Only five new leases greater than 25,000 square feet closed in the quarter, and just two of them exceeded 50,000 square feet, said Jason Price, Cushman & Wakefield’s New Jersey research director.
However, renewal activity is remaining healthy, he said, as 11 tenants occupy more than 20,000 square feet and are committed to staying put. The largest among them was a 91,235-square-foot renewal by AXA Equitable Life Insurance in Secaucus.
According to Cushman & Wakefield, the northern and central markets in New Jersey struggled to gain traction during the quarter, with vacancy around 18.6 percent. The slow pace of large deal closings and the entry of big vacant blocks pushed net absorption into the negative for Q1. However, Class B assets, which are mostly tenants taking up space smaller than 10,000 square feet, saw net absorption in the quarter at 190,574 square feet. Class B vacancy declined to 16.7 percent, down from 18.5 percent during the first quarter last year.
Average asking rents continued to grow, as Class A space entered the marketplace even as Class B space tightened. On a year-over-year basis, asking rents were up across all property types. Class A rents rose over that period by 5.5 percent, to $32.86 per square foot, and Class B rents rose by 3.2 percent, to $23.74 per square foot.
Among markets, the Hudson Waterfront recorded an increase of 2.3 percent, to $45.21 per square foot, and the Morristown submarket increased 1.9 percent, to $30.34 per square foot.
A number of submarkets had improved vacancy during the quarter, led by the Upper 287 Corridor, which fell to 17.5 percent.

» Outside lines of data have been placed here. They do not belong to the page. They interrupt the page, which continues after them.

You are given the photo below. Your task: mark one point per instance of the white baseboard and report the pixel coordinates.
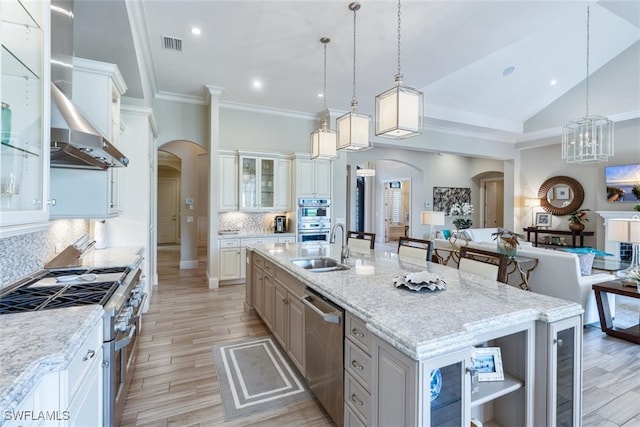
(188, 264)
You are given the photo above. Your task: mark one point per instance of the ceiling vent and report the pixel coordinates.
(172, 43)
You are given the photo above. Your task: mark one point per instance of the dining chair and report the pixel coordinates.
(488, 264)
(415, 248)
(360, 240)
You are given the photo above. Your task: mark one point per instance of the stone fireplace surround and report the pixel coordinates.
(609, 245)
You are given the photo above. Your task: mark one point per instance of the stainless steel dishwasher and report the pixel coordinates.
(324, 349)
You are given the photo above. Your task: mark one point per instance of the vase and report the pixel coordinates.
(506, 248)
(576, 227)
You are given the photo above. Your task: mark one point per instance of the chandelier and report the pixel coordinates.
(323, 140)
(399, 109)
(353, 128)
(589, 139)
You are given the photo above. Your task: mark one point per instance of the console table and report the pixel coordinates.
(536, 231)
(606, 321)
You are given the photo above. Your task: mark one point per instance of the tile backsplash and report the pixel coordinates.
(248, 222)
(26, 253)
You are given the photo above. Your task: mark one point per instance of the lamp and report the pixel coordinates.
(353, 127)
(589, 139)
(323, 140)
(431, 218)
(399, 109)
(532, 203)
(627, 231)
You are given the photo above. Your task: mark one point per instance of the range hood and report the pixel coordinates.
(75, 142)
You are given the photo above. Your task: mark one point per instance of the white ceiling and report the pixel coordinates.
(454, 51)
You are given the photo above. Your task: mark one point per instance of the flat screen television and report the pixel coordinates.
(623, 183)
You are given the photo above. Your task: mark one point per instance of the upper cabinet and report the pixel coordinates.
(24, 177)
(82, 193)
(313, 178)
(264, 183)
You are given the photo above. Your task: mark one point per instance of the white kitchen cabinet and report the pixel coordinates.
(228, 190)
(24, 151)
(313, 178)
(84, 193)
(559, 403)
(264, 183)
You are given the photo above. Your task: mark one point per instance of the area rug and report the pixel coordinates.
(255, 375)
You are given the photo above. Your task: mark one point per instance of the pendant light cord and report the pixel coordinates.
(399, 21)
(587, 102)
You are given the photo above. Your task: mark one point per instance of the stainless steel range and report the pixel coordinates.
(119, 290)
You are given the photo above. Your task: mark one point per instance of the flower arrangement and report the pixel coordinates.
(461, 211)
(579, 216)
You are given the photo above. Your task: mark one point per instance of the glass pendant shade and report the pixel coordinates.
(323, 143)
(353, 131)
(399, 112)
(588, 140)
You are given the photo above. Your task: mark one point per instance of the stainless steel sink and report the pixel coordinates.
(319, 264)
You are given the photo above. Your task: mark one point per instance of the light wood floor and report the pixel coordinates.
(175, 382)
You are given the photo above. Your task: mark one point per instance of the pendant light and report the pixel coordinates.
(353, 127)
(399, 109)
(323, 140)
(589, 139)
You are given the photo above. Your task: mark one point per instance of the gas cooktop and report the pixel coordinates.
(64, 288)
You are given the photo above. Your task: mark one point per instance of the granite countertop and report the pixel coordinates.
(120, 256)
(37, 343)
(421, 324)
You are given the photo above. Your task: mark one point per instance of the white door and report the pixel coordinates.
(493, 203)
(167, 211)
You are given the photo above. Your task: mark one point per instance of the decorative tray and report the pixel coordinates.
(420, 280)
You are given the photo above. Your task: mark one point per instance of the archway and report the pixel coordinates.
(193, 196)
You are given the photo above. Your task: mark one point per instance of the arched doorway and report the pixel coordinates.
(183, 171)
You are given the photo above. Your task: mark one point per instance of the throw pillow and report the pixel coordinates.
(586, 262)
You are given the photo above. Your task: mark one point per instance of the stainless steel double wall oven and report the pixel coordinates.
(314, 219)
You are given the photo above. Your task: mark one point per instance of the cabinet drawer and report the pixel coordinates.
(88, 354)
(357, 398)
(229, 243)
(358, 364)
(358, 333)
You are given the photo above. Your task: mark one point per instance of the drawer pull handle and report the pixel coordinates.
(357, 366)
(355, 400)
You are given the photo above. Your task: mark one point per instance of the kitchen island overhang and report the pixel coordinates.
(422, 324)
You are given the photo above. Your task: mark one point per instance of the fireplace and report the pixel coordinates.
(619, 250)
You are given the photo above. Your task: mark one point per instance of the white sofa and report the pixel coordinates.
(557, 273)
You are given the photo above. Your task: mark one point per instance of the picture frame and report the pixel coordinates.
(543, 219)
(562, 192)
(487, 362)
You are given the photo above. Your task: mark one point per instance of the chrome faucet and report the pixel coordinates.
(344, 253)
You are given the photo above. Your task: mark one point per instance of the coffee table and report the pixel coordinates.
(606, 321)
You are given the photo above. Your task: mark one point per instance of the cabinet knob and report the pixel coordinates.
(357, 333)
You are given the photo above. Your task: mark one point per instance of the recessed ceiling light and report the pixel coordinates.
(507, 71)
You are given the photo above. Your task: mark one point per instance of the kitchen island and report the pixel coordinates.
(415, 333)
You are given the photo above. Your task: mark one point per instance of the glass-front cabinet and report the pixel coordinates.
(256, 183)
(25, 120)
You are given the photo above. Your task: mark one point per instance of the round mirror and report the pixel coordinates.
(561, 195)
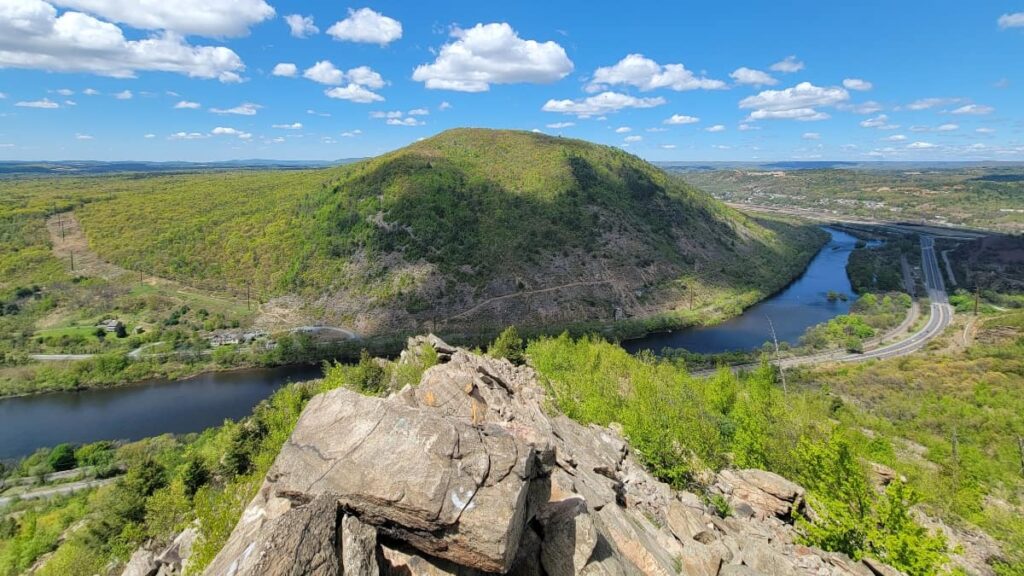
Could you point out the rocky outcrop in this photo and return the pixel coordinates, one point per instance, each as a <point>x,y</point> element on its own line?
<point>469,474</point>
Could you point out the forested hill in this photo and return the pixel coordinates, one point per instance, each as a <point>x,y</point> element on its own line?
<point>468,230</point>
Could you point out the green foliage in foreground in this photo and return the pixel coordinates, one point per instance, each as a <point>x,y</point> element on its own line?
<point>682,425</point>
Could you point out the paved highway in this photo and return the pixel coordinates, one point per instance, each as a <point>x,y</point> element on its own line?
<point>939,319</point>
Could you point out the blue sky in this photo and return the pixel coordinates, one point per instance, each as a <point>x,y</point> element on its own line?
<point>196,79</point>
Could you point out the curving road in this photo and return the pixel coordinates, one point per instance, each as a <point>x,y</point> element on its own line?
<point>940,318</point>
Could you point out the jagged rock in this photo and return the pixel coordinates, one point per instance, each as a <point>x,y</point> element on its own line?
<point>142,563</point>
<point>569,536</point>
<point>766,493</point>
<point>699,560</point>
<point>468,474</point>
<point>358,547</point>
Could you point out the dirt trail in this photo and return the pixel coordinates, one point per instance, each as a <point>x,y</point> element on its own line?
<point>524,293</point>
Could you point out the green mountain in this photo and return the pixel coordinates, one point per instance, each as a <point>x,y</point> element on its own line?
<point>466,231</point>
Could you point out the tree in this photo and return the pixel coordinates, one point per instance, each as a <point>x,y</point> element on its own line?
<point>509,345</point>
<point>61,458</point>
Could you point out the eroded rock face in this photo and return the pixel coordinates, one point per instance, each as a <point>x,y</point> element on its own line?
<point>467,474</point>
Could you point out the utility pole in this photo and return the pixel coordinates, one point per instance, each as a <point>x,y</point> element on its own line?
<point>778,361</point>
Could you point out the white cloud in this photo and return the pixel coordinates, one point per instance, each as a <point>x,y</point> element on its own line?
<point>353,92</point>
<point>799,103</point>
<point>1015,19</point>
<point>927,104</point>
<point>974,110</point>
<point>408,121</point>
<point>753,77</point>
<point>286,69</point>
<point>857,84</point>
<point>493,53</point>
<point>677,119</point>
<point>245,109</point>
<point>186,136</point>
<point>222,131</point>
<point>787,65</point>
<point>300,26</point>
<point>645,74</point>
<point>368,27</point>
<point>881,122</point>
<point>33,36</point>
<point>202,17</point>
<point>869,107</point>
<point>605,103</point>
<point>45,104</point>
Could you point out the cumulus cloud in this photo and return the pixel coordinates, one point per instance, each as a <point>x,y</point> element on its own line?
<point>368,27</point>
<point>245,109</point>
<point>605,103</point>
<point>787,65</point>
<point>857,84</point>
<point>33,36</point>
<point>202,17</point>
<point>753,77</point>
<point>222,131</point>
<point>681,119</point>
<point>975,110</point>
<point>300,26</point>
<point>45,104</point>
<point>927,104</point>
<point>285,69</point>
<point>1015,19</point>
<point>493,53</point>
<point>353,92</point>
<point>645,74</point>
<point>798,103</point>
<point>881,122</point>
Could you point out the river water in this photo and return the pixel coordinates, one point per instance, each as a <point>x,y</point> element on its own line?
<point>195,404</point>
<point>800,305</point>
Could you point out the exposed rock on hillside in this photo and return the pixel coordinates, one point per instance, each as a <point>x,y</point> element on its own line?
<point>469,474</point>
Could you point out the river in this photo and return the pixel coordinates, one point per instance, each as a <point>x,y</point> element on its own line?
<point>195,404</point>
<point>798,306</point>
<point>137,411</point>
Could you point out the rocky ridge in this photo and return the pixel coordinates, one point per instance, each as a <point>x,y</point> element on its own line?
<point>469,474</point>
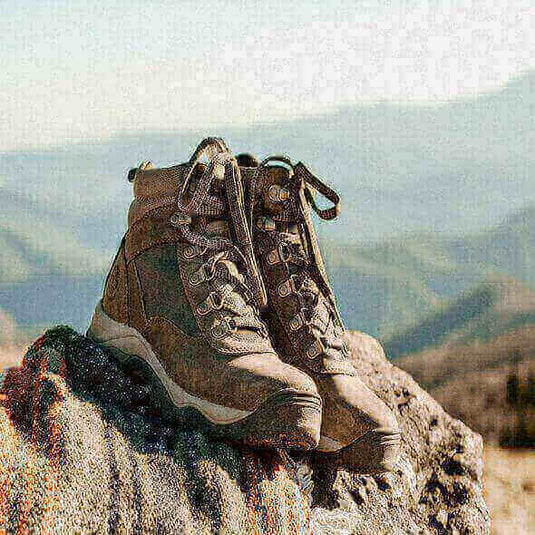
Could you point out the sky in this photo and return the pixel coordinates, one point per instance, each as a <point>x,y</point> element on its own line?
<point>75,70</point>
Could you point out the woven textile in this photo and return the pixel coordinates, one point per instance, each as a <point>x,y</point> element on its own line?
<point>82,450</point>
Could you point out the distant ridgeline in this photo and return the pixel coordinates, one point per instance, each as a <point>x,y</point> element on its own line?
<point>410,292</point>
<point>410,238</point>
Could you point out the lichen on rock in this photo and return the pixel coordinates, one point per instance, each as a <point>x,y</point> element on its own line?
<point>83,448</point>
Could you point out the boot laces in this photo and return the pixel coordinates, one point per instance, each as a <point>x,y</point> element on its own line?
<point>309,279</point>
<point>222,255</point>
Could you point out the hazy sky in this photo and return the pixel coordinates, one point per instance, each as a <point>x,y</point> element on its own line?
<point>78,69</point>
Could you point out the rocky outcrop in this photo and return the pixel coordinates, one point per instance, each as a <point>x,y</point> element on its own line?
<point>83,448</point>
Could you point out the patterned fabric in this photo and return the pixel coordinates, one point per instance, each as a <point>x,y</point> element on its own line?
<point>82,450</point>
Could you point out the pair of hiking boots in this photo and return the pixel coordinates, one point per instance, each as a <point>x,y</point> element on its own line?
<point>219,291</point>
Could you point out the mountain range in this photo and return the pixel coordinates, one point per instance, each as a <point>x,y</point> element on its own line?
<point>436,199</point>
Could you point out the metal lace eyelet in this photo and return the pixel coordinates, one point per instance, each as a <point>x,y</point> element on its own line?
<point>315,349</point>
<point>284,290</point>
<point>297,322</point>
<point>278,194</point>
<point>215,300</point>
<point>339,331</point>
<point>189,252</point>
<point>221,329</point>
<point>272,258</point>
<point>266,223</point>
<point>196,278</point>
<point>285,252</point>
<point>179,219</point>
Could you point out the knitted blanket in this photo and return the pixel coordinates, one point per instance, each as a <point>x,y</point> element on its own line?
<point>83,450</point>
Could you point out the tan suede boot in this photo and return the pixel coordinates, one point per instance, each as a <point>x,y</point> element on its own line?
<point>181,305</point>
<point>304,322</point>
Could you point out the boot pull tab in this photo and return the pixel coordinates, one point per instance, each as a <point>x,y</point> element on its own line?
<point>315,183</point>
<point>143,166</point>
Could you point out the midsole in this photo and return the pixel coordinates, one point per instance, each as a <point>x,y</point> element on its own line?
<point>328,444</point>
<point>128,340</point>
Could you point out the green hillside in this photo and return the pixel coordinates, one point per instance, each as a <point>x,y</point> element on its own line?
<point>496,307</point>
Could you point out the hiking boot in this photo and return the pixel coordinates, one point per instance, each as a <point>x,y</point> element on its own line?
<point>303,318</point>
<point>181,305</point>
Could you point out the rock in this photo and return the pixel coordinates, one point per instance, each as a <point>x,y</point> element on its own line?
<point>83,448</point>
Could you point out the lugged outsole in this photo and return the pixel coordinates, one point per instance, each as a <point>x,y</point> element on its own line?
<point>289,419</point>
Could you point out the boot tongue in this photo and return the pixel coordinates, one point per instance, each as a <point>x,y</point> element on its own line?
<point>247,160</point>
<point>219,227</point>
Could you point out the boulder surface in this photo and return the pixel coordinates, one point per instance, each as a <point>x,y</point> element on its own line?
<point>84,448</point>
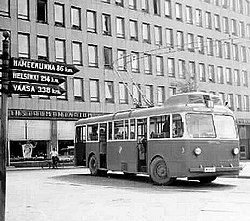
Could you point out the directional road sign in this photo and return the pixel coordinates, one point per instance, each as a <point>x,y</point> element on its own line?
<point>32,89</point>
<point>42,66</point>
<point>32,77</point>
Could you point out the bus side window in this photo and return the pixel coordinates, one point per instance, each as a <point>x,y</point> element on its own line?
<point>93,132</point>
<point>177,126</point>
<point>132,129</point>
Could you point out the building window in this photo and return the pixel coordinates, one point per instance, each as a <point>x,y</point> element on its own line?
<point>180,40</point>
<point>120,27</point>
<point>167,7</point>
<point>156,7</point>
<point>200,44</point>
<point>159,65</point>
<point>236,77</point>
<point>136,93</point>
<point>23,9</point>
<point>59,14</point>
<point>227,50</point>
<point>181,69</point>
<point>108,58</point>
<point>198,15</point>
<point>121,59</point>
<point>144,5</point>
<point>91,21</point>
<point>78,89</point>
<point>42,11</point>
<point>123,93</point>
<point>178,11</point>
<point>171,67</point>
<point>23,45</point>
<point>217,22</point>
<point>77,53</point>
<point>230,101</point>
<point>189,14</point>
<point>218,48</point>
<point>5,7</point>
<point>75,18</point>
<point>132,4</point>
<point>94,90</point>
<point>235,52</point>
<point>202,72</point>
<point>190,42</point>
<point>210,47</point>
<point>42,48</point>
<point>238,102</point>
<point>244,78</point>
<point>229,76</point>
<point>119,3</point>
<point>109,91</point>
<point>135,62</point>
<point>60,50</point>
<point>192,69</point>
<point>93,56</point>
<point>146,32</point>
<point>149,93</point>
<point>160,95</point>
<point>106,24</point>
<point>225,25</point>
<point>158,35</point>
<point>242,29</point>
<point>211,75</point>
<point>147,64</point>
<point>243,54</point>
<point>234,26</point>
<point>133,30</point>
<point>220,75</point>
<point>169,38</point>
<point>208,18</point>
<point>246,103</point>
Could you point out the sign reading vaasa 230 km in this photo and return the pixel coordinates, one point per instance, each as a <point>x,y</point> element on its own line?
<point>42,66</point>
<point>23,88</point>
<point>33,77</point>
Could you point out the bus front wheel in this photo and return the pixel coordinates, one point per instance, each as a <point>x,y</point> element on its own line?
<point>159,172</point>
<point>93,165</point>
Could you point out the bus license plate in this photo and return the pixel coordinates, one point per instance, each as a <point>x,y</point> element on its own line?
<point>209,169</point>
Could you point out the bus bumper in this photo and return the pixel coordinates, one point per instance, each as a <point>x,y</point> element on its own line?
<point>215,169</point>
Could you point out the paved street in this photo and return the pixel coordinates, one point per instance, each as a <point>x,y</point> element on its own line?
<point>74,195</point>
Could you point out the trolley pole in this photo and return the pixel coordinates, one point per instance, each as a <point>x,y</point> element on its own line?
<point>4,121</point>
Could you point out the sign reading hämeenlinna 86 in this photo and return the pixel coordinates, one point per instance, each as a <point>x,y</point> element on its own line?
<point>42,66</point>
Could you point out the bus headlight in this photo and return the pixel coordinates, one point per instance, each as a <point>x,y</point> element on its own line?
<point>197,151</point>
<point>236,151</point>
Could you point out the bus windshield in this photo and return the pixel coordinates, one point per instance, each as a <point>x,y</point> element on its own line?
<point>225,127</point>
<point>200,125</point>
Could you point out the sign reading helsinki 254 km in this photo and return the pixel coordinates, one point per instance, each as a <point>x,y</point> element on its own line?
<point>25,72</point>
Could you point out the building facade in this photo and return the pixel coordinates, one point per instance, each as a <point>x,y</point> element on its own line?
<point>123,49</point>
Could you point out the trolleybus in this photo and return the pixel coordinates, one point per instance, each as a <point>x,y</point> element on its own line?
<point>193,135</point>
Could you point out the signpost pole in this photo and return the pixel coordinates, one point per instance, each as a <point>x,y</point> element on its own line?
<point>4,120</point>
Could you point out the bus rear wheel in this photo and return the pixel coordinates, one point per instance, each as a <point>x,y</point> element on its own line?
<point>159,172</point>
<point>207,179</point>
<point>93,165</point>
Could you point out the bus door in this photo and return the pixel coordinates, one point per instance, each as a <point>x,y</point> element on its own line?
<point>103,145</point>
<point>142,144</point>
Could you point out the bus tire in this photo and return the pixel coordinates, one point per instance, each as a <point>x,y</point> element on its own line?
<point>93,165</point>
<point>159,173</point>
<point>208,179</point>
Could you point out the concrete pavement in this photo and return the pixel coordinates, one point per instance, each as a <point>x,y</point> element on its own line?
<point>244,173</point>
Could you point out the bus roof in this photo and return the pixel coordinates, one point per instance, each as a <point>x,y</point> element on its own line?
<point>186,102</point>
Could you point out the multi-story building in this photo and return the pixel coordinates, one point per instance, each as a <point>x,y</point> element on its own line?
<point>123,48</point>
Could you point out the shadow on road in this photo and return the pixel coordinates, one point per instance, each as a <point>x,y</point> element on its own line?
<point>140,181</point>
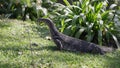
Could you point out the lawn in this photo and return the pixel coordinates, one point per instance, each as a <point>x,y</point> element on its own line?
<point>16,51</point>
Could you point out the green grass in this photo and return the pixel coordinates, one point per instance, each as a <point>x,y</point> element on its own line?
<point>15,51</point>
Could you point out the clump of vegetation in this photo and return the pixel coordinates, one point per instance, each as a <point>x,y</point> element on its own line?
<point>88,20</point>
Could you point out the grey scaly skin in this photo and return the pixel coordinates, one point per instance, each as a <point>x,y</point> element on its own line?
<point>65,42</point>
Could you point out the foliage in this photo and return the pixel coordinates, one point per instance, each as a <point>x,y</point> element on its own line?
<point>15,50</point>
<point>22,9</point>
<point>88,20</point>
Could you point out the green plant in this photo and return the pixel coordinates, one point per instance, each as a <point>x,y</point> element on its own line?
<point>88,20</point>
<point>22,9</point>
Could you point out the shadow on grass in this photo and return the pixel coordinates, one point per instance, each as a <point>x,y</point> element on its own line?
<point>113,61</point>
<point>42,31</point>
<point>4,24</point>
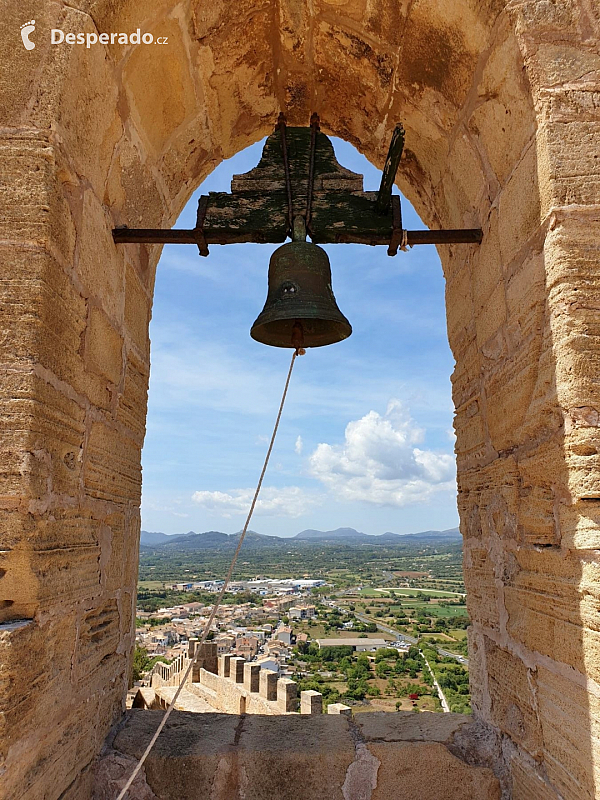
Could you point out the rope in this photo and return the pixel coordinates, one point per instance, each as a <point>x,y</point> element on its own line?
<point>213,613</point>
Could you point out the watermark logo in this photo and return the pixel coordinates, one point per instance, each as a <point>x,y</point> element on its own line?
<point>26,29</point>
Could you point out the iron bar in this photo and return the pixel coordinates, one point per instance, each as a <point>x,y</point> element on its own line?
<point>314,128</point>
<point>202,206</point>
<point>392,161</point>
<point>184,236</point>
<point>286,166</point>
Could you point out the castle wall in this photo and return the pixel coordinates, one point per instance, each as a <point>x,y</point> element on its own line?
<point>500,104</point>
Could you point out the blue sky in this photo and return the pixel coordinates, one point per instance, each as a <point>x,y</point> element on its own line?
<point>366,437</point>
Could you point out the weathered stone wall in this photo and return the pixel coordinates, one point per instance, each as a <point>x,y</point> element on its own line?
<point>222,756</point>
<point>500,103</point>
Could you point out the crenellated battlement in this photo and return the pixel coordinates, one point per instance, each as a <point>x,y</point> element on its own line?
<point>235,687</point>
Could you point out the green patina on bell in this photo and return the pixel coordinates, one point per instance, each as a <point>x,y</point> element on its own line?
<point>300,310</point>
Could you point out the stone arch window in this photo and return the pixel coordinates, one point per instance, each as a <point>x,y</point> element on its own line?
<point>498,101</point>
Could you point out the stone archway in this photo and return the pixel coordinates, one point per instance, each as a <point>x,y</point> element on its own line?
<point>499,102</point>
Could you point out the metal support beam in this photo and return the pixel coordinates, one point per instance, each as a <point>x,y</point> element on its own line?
<point>182,236</point>
<point>388,177</point>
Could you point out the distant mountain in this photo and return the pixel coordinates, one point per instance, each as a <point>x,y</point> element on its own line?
<point>338,533</point>
<point>217,540</point>
<point>147,537</point>
<point>352,536</point>
<point>204,541</point>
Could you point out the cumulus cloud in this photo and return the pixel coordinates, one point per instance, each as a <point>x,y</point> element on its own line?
<point>379,462</point>
<point>289,501</point>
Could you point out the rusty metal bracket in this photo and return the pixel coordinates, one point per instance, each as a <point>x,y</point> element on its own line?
<point>199,229</point>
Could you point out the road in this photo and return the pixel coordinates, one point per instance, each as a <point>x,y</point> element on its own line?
<point>438,688</point>
<point>399,635</point>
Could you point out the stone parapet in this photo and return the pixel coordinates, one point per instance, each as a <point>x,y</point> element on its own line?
<point>311,702</point>
<point>339,708</point>
<point>259,692</point>
<point>268,684</point>
<point>314,759</point>
<point>169,674</point>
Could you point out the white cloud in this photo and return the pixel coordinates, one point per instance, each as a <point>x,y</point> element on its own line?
<point>378,462</point>
<point>289,501</point>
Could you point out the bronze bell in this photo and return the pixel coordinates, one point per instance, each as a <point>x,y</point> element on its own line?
<point>300,310</point>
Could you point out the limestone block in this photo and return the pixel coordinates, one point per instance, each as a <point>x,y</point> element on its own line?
<point>503,120</point>
<point>99,636</point>
<point>480,583</point>
<point>405,726</point>
<point>519,209</point>
<point>513,705</point>
<point>137,310</point>
<point>268,684</point>
<point>132,195</point>
<point>311,702</point>
<point>570,720</point>
<point>315,767</point>
<point>545,609</point>
<point>33,208</point>
<point>133,400</point>
<point>186,757</point>
<point>224,666</point>
<point>112,465</point>
<point>236,666</point>
<point>99,263</point>
<point>44,431</point>
<point>251,677</point>
<point>355,70</point>
<point>545,17</point>
<point>339,708</point>
<point>567,167</point>
<point>287,695</point>
<point>104,347</point>
<point>560,63</point>
<point>246,42</point>
<point>427,63</point>
<point>18,90</point>
<point>459,306</point>
<point>88,108</point>
<point>428,771</point>
<point>166,66</point>
<point>465,175</point>
<point>189,158</point>
<point>529,782</point>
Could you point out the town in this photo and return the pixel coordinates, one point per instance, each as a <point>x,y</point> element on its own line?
<point>368,648</point>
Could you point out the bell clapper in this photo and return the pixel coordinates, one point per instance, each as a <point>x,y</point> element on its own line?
<point>299,229</point>
<point>298,336</point>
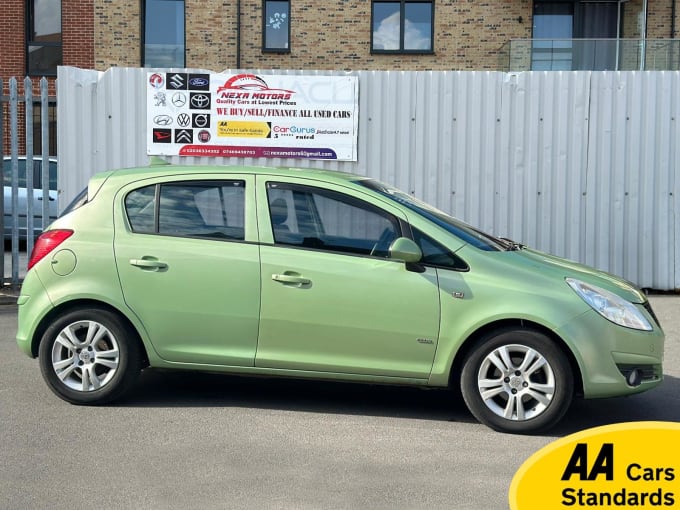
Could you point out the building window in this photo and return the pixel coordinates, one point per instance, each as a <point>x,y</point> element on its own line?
<point>576,35</point>
<point>276,26</point>
<point>43,38</point>
<point>405,26</point>
<point>163,33</point>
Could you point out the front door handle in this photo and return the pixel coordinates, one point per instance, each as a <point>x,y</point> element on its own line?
<point>290,279</point>
<point>149,264</point>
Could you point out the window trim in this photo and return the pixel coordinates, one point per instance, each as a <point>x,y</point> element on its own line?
<point>142,37</point>
<point>344,198</point>
<point>30,22</point>
<point>402,21</point>
<point>265,48</point>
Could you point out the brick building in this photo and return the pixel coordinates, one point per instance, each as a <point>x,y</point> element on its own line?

The Morris Route 10/24 Corridor experienced a drop to 19.4 percent, Newark fell to 16 percent and Monmouth County ticked lower to 11 percent — the lowest level of any submarket in New Jersey.
The largest new deals signed during the first quarter:
- Lonza America, 74,659 square feet, 412 Mount Kemble Ave. in Morristown;
- Pro Custom Solar, 61,240 square feet, 3096 Hamilton Blvd. in South Plainfield;
- McLaren Engineering Group, 45,359 square feet, 530 Chestnut Ridge Road in Woodcliff Lake;
- Vitamin Shoppe, 28,200-square-foot expansion, 400 Plaza Drive in Secaucus;
- W2O, 25,000 square feet, Park Avenue Corporate Park in Florham Park.
“First-quarter velocity may have been modest, but a handful of large transactions are anticipated to close in the second quarter,” Price said. “This will bolster the market’s new leasing figures and should help propel net absorption into the black once again. We’re also expecting vacancy as a whole to stabilize over the next few quarters. And if the economy remains on its current trajectory, we foresee continued, overall inclines in asking rents as well.”